This code is a MATLAB script designed to visualize the beam pattern of a phased array antenna, specifically focusing on its directional radiation pattern and how it changes with different steering angles. Here's a breakdown of its key components and functionalities:

Angular Range Setup: The script starts by creating a vector Psi which spans from −π to π in steps of π/100, with a small offset (0.0001) to avoid division by zero later in the calculations. This range represents the angles (in radians) over which the beam pattern will be evaluated.
Parameter Initialization: N is set to 16, indicating the number of elements in the antenna array. However, the description mentions an 8x1 array, which might be a discrepancy unless N is meant to represent something else or the description is generalized.
Array Factor Calculation: The script computes the array factor (a_theta_sum) using the formula involving the sine function. This calculation simulates the combined effect of the antenna elements radiating and the phase differences between them, which is critical for steering the beam. The formula used takes into account the number of elements (N) and the angular variable (Psi).
Normalization and Logarithmic Conversion: The absolute value of the array factor is normalized to its maximum value to ensure the pattern fits within a standard scale. It's then converted to decibels (dB) to provide a logarithmic scale representation, which is more intuitive for understanding signal strength variations across the pattern.
Thresholding: The script applies a threshold of -30 dB to the array factor in decibels. This step is intended to limit the plot's dynamic range, focusing the visualization on more significant parts of the beam pattern (like the main lobe and major sidelobes) by cutting off values below -30 dB.
Further Normalization: After thresholding, the script further normalizes the dB values to stretch them across the available plot range, enhancing the visual differentiation of pattern features.
Plotting: The script generates several plots to visualize the antenna's beam pattern:

A linear scale plot of the normalized absolute array factor versus Psi.
A polar plot of the normalized absolute array factor.
A decibel scale plot showing the dynamic range and sidelobe levels of the beam pattern.
A polar plot in decibels, offering an angular and logarithmic scale representation of the beam pattern.

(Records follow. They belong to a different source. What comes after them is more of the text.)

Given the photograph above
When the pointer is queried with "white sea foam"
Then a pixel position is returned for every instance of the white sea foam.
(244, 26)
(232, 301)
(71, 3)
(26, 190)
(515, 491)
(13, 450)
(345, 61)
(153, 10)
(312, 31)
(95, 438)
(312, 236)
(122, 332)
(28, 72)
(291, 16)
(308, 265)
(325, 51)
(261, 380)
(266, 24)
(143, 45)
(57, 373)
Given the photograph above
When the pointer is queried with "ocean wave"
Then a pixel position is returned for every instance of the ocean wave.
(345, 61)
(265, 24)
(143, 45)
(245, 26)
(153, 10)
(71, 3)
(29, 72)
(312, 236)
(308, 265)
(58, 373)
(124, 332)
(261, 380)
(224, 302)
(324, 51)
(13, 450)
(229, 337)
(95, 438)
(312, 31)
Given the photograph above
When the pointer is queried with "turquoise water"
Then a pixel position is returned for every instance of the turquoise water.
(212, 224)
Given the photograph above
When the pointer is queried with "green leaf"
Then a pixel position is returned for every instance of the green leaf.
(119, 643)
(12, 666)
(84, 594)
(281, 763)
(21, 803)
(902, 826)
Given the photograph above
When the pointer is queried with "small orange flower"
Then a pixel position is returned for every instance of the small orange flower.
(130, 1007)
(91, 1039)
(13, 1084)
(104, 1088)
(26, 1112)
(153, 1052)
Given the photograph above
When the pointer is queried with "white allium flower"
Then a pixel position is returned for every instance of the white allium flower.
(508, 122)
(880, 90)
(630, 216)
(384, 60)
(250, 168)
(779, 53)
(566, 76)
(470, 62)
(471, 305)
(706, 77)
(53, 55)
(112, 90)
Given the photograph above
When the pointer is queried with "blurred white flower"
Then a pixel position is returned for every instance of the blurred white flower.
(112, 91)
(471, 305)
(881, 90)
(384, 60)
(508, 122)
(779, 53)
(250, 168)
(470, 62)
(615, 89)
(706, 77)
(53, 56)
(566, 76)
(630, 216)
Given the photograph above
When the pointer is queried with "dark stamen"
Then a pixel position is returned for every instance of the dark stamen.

Followings are the code that I wrote in Octave to creates all the plots shown in this page. You may copy these code and play with these codes. Change variables and try yourself until you get your own intuitive understanding.

< Code 1 >

Psi = (-1.0*pi:pi/100:1.0*pi)+0.0001;

N = 16;

a_theta_sum = sin(N .* Psi ./ 2) ./ (N .* sin(Psi ./ 2));

a_theta_sum_abs = abs(a_theta_sum);

a_theta_sum_abs = a_theta_sum_abs ./ max(a_theta_sum_abs);

a_theta_sum_abs_dB = 10 .* log(a_theta_sum_abs);

for i = 1:length(a_theta_sum_abs_dB)

if a_theta_sum_abs_dB(i) <= -30

a_theta_sum_abs_dB(i) = -30;

end;

a_theta_sum_abs_dB = a_theta_sum_abs_dB - min(a_theta_sum_abs_dB);

a_theta_sum_abs_dB = a_theta_sum_abs_dB/max(a_theta_sum_abs_dB);

hFig = figure(1,'Position',[300 300 700 600]);

subplot(2,2,1);

plot(Psi,a_theta_sum_abs);

xlim([-pi pi]);

tStr = sprintf("N = %d",N);

title(tStr);

set(gca,'xtick',[-pi -(3/4)*pi -pi/2 -pi/4 0 pi/4 pi/2 (3/4)*pi pi]);

set(gca,'xticklabel',{'-pi','-3pi/4','-pi/2' '-pi/4' '0' 'pi/4' 'pi/2','-3pi/4','pi'});

subplot(2,2,2);

polar(Psi,a_theta_sum_abs,'-r');

t = findall(gcf,'type','text');

%delete(t);

subplot(2,2,3);plot(Psi,10 .* log(a_theta_sum_abs));ylim([-30 1]);